Keywords: Computational Chemistry and Molecular Modeling ; Atomic, Molecular and Optical Physics

Source: Wiley InterScience Backfile Collection 1832-2000

Topics: Chemistry and Pharmacology

Notes: A pharmacophore for μ-opioid receptor recognition based on a study of the fentanyl class of opioids has recently been characterized in our laboratories. To validate this pharmacophore, we have extended our theoretical studies to include four opiate analogs from structurally different classes and with high affinity but varying selectivity for the μ-opiate receptor. An extensive conformational search of the flexible regions of these compounds has been carried out at two levels of approximations, using the CHARMm force field and the semiempirical molecular orbital method AM1. In a subsequent step, we have determined a series of structural, environmental, and electronic properties for each low-energy conformer of the analogs studied.
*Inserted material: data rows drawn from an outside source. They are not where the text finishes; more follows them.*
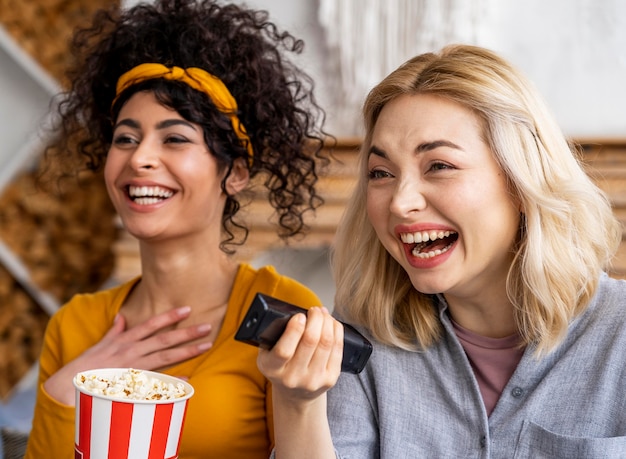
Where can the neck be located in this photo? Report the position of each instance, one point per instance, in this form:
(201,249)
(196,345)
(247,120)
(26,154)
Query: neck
(198,278)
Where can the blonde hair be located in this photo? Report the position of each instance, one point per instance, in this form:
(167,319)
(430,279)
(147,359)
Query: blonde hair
(568,232)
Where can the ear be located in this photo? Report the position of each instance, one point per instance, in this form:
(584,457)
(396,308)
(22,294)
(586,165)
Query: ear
(238,178)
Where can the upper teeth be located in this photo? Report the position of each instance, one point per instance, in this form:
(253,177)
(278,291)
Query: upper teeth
(424,236)
(156,191)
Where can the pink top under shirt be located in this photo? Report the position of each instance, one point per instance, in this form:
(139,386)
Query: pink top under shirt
(493,360)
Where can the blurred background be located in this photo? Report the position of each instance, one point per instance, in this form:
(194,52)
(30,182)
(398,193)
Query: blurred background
(53,245)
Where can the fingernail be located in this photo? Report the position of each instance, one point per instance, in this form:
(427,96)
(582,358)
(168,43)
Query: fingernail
(204,328)
(205,346)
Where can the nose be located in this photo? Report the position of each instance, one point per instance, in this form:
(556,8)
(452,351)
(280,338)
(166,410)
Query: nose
(145,156)
(408,196)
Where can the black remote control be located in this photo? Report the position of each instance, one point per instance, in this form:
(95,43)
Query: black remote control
(267,318)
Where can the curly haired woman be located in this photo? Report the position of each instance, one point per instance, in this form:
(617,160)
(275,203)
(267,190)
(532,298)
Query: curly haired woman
(181,103)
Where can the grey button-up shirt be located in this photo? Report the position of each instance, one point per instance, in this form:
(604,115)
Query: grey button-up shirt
(569,404)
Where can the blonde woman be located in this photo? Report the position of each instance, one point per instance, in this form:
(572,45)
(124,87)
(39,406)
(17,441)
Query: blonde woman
(472,254)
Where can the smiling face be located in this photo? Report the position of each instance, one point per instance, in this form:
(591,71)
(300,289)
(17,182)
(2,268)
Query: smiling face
(438,200)
(160,175)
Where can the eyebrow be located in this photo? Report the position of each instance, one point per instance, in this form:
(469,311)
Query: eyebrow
(134,124)
(421,148)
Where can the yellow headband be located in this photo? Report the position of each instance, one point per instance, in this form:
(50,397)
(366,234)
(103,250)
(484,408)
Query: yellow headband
(198,79)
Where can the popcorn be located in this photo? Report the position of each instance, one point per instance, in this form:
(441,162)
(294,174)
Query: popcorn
(132,385)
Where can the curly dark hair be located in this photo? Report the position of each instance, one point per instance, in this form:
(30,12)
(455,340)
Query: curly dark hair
(246,51)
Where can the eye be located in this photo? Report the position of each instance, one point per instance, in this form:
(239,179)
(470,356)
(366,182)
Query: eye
(176,139)
(438,166)
(376,174)
(123,139)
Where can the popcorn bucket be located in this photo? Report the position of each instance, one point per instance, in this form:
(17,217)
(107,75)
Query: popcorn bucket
(113,426)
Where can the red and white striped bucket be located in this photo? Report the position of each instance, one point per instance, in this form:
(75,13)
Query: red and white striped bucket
(115,428)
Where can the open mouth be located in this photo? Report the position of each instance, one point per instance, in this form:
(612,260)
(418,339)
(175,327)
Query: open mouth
(147,195)
(429,244)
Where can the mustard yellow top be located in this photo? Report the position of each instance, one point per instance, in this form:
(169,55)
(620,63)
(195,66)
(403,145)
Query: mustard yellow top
(230,414)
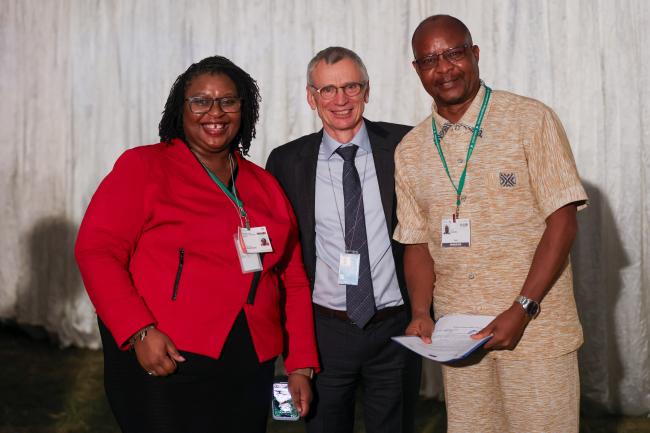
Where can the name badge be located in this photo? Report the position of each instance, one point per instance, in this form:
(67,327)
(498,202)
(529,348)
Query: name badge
(248,262)
(455,233)
(254,240)
(349,268)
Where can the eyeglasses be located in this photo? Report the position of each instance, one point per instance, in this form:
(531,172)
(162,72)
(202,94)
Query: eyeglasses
(452,55)
(201,104)
(330,92)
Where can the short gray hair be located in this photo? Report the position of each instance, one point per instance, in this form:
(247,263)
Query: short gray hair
(331,55)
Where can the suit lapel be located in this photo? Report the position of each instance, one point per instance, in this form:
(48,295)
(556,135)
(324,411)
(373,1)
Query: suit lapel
(382,153)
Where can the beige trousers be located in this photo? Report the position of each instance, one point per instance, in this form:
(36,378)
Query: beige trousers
(515,396)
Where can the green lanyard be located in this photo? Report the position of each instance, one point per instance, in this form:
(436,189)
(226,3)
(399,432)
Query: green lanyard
(232,195)
(470,149)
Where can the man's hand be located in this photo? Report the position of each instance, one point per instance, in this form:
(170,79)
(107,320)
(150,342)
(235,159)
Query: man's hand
(157,354)
(300,390)
(422,326)
(506,329)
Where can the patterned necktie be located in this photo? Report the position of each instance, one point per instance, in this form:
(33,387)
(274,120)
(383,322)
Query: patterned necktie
(360,300)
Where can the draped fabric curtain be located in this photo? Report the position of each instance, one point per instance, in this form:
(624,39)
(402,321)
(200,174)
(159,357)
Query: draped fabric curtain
(83,80)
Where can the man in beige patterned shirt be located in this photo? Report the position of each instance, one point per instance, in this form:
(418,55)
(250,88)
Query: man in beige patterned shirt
(487,198)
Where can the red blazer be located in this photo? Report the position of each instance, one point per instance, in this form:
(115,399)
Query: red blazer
(158,200)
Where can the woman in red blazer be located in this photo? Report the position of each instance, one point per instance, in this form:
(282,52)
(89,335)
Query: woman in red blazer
(169,251)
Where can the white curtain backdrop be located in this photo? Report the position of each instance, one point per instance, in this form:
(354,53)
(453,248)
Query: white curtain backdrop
(83,80)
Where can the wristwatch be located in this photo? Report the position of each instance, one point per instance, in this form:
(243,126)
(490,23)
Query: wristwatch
(530,306)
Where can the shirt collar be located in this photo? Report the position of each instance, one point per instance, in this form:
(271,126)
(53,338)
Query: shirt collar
(469,118)
(361,139)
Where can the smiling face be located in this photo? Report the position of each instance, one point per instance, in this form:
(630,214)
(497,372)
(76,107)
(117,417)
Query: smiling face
(210,133)
(341,115)
(449,83)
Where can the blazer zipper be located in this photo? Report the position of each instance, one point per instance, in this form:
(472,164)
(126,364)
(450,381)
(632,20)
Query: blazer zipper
(181,259)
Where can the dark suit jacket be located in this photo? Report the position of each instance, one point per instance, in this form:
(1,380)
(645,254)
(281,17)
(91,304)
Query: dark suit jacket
(294,165)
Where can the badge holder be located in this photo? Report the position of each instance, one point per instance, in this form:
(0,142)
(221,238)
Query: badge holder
(254,240)
(455,232)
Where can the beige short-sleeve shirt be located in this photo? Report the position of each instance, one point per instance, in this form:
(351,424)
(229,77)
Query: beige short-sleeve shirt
(520,172)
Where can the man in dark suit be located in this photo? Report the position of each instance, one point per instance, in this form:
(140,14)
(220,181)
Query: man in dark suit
(340,184)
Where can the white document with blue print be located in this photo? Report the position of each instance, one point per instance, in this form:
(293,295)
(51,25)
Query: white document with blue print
(451,339)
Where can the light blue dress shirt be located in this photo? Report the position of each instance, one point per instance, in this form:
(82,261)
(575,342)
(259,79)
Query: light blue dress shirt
(330,226)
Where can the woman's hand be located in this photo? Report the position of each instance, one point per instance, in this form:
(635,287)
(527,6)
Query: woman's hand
(157,354)
(300,389)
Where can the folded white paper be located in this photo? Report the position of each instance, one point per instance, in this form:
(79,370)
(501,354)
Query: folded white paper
(451,339)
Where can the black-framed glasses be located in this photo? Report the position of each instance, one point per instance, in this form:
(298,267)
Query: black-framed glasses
(202,104)
(330,91)
(452,55)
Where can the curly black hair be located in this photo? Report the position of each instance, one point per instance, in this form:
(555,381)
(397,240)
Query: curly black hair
(171,123)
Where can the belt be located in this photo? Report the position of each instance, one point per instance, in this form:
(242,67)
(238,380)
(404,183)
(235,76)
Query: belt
(380,315)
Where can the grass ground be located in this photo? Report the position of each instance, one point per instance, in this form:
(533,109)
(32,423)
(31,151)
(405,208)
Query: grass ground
(44,389)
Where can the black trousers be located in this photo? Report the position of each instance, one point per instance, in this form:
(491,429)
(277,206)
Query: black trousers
(352,358)
(231,394)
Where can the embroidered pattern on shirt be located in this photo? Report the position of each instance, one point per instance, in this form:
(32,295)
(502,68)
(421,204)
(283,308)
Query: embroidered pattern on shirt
(507,180)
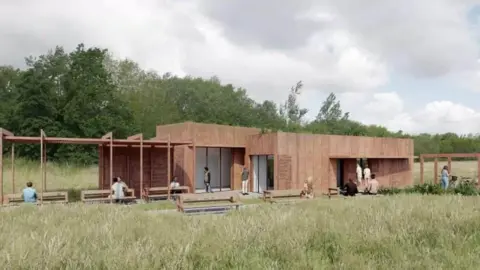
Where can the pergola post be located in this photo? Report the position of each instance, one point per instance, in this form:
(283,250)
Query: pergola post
(478,169)
(168,167)
(13,168)
(1,163)
(110,137)
(194,164)
(141,165)
(422,181)
(42,165)
(3,133)
(450,166)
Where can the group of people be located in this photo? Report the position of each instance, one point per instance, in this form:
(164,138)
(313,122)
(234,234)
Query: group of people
(365,178)
(207,178)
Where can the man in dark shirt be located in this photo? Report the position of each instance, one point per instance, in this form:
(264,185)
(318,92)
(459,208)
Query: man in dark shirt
(351,188)
(206,180)
(245,181)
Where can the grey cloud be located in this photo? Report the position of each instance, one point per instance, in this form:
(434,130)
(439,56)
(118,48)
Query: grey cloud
(427,38)
(268,23)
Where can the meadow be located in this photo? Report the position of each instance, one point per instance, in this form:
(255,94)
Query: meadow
(390,232)
(69,176)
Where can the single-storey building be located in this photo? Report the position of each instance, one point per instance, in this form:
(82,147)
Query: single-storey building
(276,160)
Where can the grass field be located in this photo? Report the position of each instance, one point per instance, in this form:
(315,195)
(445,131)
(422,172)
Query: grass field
(391,232)
(63,177)
(404,232)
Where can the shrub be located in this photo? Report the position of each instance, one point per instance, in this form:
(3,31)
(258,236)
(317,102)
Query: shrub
(465,189)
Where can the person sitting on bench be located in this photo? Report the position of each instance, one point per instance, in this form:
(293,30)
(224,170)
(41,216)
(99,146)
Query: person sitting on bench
(174,185)
(118,189)
(307,191)
(351,188)
(29,194)
(372,187)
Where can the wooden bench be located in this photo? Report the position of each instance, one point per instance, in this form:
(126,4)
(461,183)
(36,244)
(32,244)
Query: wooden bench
(207,200)
(46,198)
(103,196)
(283,195)
(157,193)
(333,192)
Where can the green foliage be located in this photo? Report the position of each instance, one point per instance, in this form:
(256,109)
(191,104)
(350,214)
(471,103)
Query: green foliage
(465,189)
(87,93)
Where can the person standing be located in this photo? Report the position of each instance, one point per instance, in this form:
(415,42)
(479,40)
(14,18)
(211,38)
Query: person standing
(118,189)
(206,180)
(245,174)
(29,193)
(367,174)
(351,188)
(372,186)
(359,174)
(445,175)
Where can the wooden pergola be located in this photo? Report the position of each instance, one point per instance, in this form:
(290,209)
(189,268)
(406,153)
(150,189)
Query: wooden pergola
(449,161)
(106,140)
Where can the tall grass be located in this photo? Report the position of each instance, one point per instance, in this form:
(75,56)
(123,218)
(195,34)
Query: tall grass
(400,232)
(61,177)
(391,232)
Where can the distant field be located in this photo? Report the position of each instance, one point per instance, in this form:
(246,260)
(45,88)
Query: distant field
(459,168)
(64,177)
(391,232)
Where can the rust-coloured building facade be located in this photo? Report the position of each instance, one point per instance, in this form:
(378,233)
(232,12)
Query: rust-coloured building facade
(276,160)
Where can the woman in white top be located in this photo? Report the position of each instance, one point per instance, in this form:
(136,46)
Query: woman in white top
(359,174)
(367,174)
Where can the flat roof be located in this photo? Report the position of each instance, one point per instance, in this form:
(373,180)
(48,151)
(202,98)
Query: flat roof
(58,140)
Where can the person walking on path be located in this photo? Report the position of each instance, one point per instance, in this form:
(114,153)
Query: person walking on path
(245,174)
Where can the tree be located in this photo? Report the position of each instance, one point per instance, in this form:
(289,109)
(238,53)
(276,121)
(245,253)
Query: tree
(331,111)
(291,111)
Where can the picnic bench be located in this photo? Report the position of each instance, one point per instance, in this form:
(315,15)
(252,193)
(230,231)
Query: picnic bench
(333,192)
(287,195)
(158,193)
(103,196)
(45,198)
(207,200)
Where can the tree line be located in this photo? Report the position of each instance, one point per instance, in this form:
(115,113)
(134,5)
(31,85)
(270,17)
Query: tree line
(87,93)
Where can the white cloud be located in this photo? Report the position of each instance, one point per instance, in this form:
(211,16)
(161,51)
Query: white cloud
(437,116)
(347,47)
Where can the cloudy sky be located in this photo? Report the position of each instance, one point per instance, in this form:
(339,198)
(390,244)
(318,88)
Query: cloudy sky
(410,65)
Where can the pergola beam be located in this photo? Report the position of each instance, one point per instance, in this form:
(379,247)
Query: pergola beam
(5,132)
(107,136)
(136,137)
(449,157)
(104,140)
(42,160)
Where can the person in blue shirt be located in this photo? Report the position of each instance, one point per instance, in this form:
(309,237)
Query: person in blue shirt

All four analogs studied can assume a low-energy conformation in which at least three of the four stereoelectronic properties identified as modulators of recognition in the fentanyls are present in the same spatial arrangement. These results provide additional evidence for the plausibility of the proposed pharmacophore for μ-opioid receptor recognition. © 1992 John Wiley & Sons, Inc.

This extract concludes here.